夏目友人帳第3期の丁度真ん中に窪みの様に置かれた祓い屋・的場のエピソード(「人ならぬもの」「祓い屋」)は、全体に夏目とその周
りの妖・人との絆の深まりを描いた本シリーズにおいて若干異彩な空気を放っているが、とても印象深い。
人を守るという目的の下、妖はさらなる強い妖を呼び寄せる「餌」としての存在という考えを持つ的場は、人と同様に絆を深める形で妖
と接する夏目とは180度考えの異なる人物。的場の目的の為に手段を選ばない一連の言動は今までの温かい物語の流れを考えると
かなり強烈に映るが、的場のひんやりとした語り口を声優・諏訪部順一氏が好演する。
的場との出会いにより夏目はどうしても考えの相容れぬ人間がいることを学ぶが、本エピソードの最後、的場の行動に納得のいかぬ様
子の夏目を同じ祓い屋・名取が諭す台詞「ああいう人達もいるというだけのことだ」がとても重い。また今回、本編の一種異様でおどろお
どろしい雰囲気を見事に音に汲み取った音楽の素晴らしさも指摘したい。
収録の他2話が重い雰囲気だけに、最後に置かれたオリジナル「子狐のとけい」に思わず心を解される。第1期でも登場した子狐との再
会話だが、その温かい雰囲気の中でも、人間と妖の歩む時間は異なることを子狐に諭す塞神の存在が印象的で、重鎮・加藤精三氏(
現在84歳!)のゆったり重みある語り口が光る。癒やしの中にも毎回深く刺さる言葉が含まれる夏目友人帳らしいエピソードだ。

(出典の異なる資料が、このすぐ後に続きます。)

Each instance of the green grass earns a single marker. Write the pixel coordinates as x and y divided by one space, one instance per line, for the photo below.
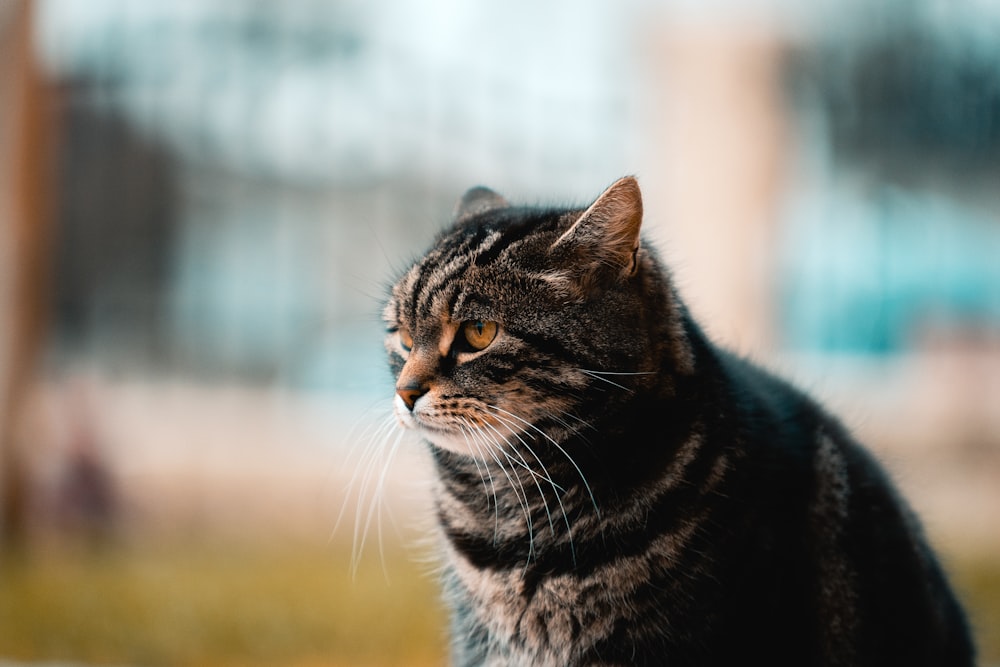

最後に特典の紹介を。一つ目は第3期ディスク全巻収納BOX。原作者緑川先生の描き下ろし絵柄による和風収納BOXは従来シリーズ
の描き下ろしBOXシリーズの絵柄と雰囲気が統一され並べるとなかなか良い感じ。
二つ目は妖百人一首カード。本巻で登場する妖を中心に計10枚の可愛い絵柄になっている。
三つ目は今回の目玉、第3期放映前に都内で開催された「夏目友人帳×蛍火の杜へ 〜集い 夏神楽〜」夜(一部昼)の部イベントの様子
を100分超のボリュームで収録したディスク。声優陣に興味ある方は勿論、蛍火の映画に関心ある方にもお薦めの内容。
<特典ディスク収録内容概略>
(出演キャスト)…神谷浩史(夏目役)・井上和彦(ニャンコ先生・斑役)・堀江一眞(田沼役)・木村良平(西村役)・菅沼久義(北本役)
諏訪部順一(的場役)・内山昂輝(ギン役)・佐倉綾音(蛍役)・大森貴弘監督
(収録内容概略)
「夏目友人帳」コーナー…神谷氏と井上氏による朗読・キャスト紹介・出演声優陣による対決ゲーム。
「蛍火の杜へ」コーナー…大森監督・内山氏・佐倉氏による作品概要、主題歌の紹介等。
「お願い、ニャンコ先生」コーナー…両作品の声優陣が集合、ツイッターで募集したニャンコ先生へのお願い事に先生が回答。
面白さは言葉ではなかなか伝わりにくいので、是非ご自分の目で鑑賞し会場の空気を味わって欲しい。